Some Thoughts on “Javertism” in the Church (2)

    In my last post I suggested three forms of Javertism, a moralistic and legalistic version of “Christian” faith symbolized by Inspector Javert in “Les Misrables,” that afflict much of the church in our time. In this post we’ll look at the second form, a legalistic view of justice.

    By “legalistic” I mean an approach to living the faith governed by a retributive view of justice.  Retributive means that we deserve what we get and get what we deserve.  If I do this, I suffer consequence X.  If I do that, I suffer consequence Y.  A tit for tat kind of justice. 

    Faith lived under a retributive view of God’s justice always leaves us in the dock, always under threat of accusation and judgment for any misstep.  Such a faith leaves us focused on ourselves and our performance in a way that can easily become narcissistic.  Moralism is inevitable under a retributive view of justice.  As is the pride and exclusivism we looked at the previous post.

    In order to cope with the pressure of God’s (presumed) legalistic or retributive justice, we tend to thin out the meaning of morality to external observance and practice in order to be able to manage our relation to God successfully.

    And perhaps the worst consequence of legalism is that it renders us more and more impervious to grace.  Jauvert himself is the parade example of this. He believes he must be held responsible his failures and face the consequences.  Jauvert cannot accept the grace Valjean extends to him. Retributive justice leads to hell!

    The good news is that retributive justice is not God’s justice.  God’s justice, his “righteousness,” is his passion to set all things right.  In other words, God’s justice is restorative.  God’s justice is not an impartial tit for tat impersonal adjudication.  Hardly, God’s justice is his impassioned determination to make all things right!  It is divine love in action.  God’s justice is to see that we don’t get what we do in fact deserve.  Rather, God’s justice sees to it that we get precisely what we don’t deserve – grace.

    Now this doesn’t mean anyone gets away with anything or is not held accountable for what they do.  Jean Valjean is the living proof that transformation comes through facing up to who we are and, by God’s grace, will be.  We are held accountable under grace but not for judgment but for change! 

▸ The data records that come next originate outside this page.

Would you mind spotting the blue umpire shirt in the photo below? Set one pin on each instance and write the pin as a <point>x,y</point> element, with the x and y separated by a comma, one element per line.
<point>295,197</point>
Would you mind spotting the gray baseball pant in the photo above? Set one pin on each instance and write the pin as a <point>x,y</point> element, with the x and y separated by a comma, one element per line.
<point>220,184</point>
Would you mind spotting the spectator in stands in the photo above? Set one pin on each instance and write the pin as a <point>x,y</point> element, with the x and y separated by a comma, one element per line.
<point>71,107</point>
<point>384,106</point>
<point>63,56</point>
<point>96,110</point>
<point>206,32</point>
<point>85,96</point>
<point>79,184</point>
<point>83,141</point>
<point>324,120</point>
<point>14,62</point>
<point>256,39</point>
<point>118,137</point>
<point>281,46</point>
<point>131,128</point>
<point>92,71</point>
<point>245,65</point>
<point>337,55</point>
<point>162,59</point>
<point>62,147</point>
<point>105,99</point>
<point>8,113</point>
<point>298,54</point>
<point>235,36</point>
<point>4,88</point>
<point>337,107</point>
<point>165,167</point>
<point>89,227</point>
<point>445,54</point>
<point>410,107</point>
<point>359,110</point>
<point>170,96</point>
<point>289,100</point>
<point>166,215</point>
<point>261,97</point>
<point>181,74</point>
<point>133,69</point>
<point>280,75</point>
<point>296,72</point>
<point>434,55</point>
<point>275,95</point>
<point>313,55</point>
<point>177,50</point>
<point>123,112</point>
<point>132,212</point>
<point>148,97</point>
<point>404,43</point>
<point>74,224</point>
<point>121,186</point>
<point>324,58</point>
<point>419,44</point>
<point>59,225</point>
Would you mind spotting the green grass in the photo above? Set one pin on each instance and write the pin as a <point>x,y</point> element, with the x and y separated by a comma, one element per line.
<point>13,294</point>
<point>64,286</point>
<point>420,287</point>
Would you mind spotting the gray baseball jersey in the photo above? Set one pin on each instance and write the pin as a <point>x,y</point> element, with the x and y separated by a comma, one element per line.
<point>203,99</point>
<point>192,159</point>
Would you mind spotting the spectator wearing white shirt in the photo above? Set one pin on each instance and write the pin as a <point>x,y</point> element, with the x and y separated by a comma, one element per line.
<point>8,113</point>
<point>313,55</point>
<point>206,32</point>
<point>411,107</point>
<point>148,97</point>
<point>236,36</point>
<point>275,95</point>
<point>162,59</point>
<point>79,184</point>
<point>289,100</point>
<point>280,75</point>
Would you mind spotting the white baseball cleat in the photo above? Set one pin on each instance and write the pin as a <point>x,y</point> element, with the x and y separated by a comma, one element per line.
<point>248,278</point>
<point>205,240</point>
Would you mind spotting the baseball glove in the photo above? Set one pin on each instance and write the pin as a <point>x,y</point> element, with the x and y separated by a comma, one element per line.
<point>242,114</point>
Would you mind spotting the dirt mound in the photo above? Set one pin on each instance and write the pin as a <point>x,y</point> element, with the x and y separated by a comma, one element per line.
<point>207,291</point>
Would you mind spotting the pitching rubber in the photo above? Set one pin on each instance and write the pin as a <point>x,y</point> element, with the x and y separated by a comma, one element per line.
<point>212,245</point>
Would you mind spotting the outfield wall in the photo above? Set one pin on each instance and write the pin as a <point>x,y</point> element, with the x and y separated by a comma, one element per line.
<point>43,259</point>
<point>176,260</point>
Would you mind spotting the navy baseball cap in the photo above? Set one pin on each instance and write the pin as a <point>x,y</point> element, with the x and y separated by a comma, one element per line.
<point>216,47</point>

Jürgen Moltmann works this out for an understanding of final judgment that takes judgment with utter seriousness but grace with even more.  Justice of any kind demands some reckoning for deeds done, especially the horrific, heart-searing deeds of monumental terror and destruction.  They simply cannot be passed over, denied, or ignored by God.  That would not be just in any fashion.  However, Moltmann claims, that God’s justice being ultimately restorative, these deeds are dealt with by allowing the victims to confront their victimizers and work their way to reconciliation.  As this happens in all the innumerable ways, large and small, the result is finally God’s new world where all is as God intended it to be.

It thus becomes clear the difference it makes whether one adopts the Western view that justice is retributive or the biblical view of a justice that is restorative and healing.